Aging can bring a host of physical and mental changes. Some of these changes are a result of genetics or happen naturally. For example, sarcopenia is the loss of muscle tissue as a natural part of the aging process. Additionally, the risk of chronic diseases increase with age, and the incidences of osteoporosis, heart disease, kidney complications, etc. increase. This is coupled with the problem that as people age, food intake often decreases because of physiological factors that alter eating and appetite. There are changes in nutrient absorption as well and issues with the teeth, swallowing or urinating may cause older adults to alter their eating and drinking patterns. Additionally, mental decline can make it difficult for adults to carry out activities of daily living, which may include preparing their own meals. Overall, the goal of nutrition intervention for the older adult is maintenance of good health and well-being and reduction of the risk of chronic and debilitating diseases.

Here are several nutrition-related concerns that older adults should be aware of:

Bone Health

  • Low vitamin D status in older adults is common and is affected by multiple mechanisms throughout the body. For adults ages 51 to 70 years, the DRI for vitamin D is 800 IU. The recommended intake of calcium for adults older than 50 years is 1,200 mg.

B Vitamin Anemias

  • Folate, vitamin B6, and vitamin B12 intake and utilization may be affected in the elderly. To meet these and other nutrient needs in the older adult, dietary supplementation is sometimes needed.


  • Proper fluid intake in older adults is often an issue and dehydration can lead to other complications. A fluid intake of 30 mL/kg of body weight or a minimum of 1.5 L/d is recommended for elderly individuals unless there are other medical constraints.
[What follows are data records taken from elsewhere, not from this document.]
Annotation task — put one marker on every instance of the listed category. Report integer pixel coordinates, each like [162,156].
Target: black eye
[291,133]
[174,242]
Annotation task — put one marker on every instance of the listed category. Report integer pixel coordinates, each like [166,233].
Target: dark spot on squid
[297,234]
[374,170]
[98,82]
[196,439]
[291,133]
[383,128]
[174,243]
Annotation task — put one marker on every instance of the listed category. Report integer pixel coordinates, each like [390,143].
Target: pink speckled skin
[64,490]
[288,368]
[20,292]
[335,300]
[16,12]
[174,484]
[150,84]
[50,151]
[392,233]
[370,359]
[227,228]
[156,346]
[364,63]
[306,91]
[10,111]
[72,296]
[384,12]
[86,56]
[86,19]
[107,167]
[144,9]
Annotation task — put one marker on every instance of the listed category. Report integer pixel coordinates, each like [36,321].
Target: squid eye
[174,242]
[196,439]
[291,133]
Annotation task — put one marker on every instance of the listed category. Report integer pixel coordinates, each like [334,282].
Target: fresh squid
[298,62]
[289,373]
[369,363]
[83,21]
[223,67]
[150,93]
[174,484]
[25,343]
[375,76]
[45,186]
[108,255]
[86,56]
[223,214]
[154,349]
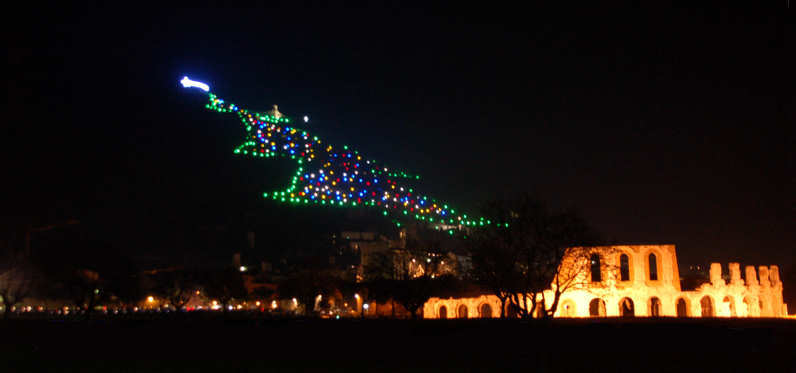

Remember that many issues older adults may face can be addressed with proper nutrition. Dementia, depression, muscle fatigue, lack of balance, dizziness, chronic kidney disease, high blood pressure, diabetes and many more conditions are influenced by nutritional factors. Additionally, many adults are on a number of medications and it is important to make sure food or supplement choices are not interacting with these medications. So consider seeing a dietitian to work through the changes of this stage of life and prevent physical and cognitive decline.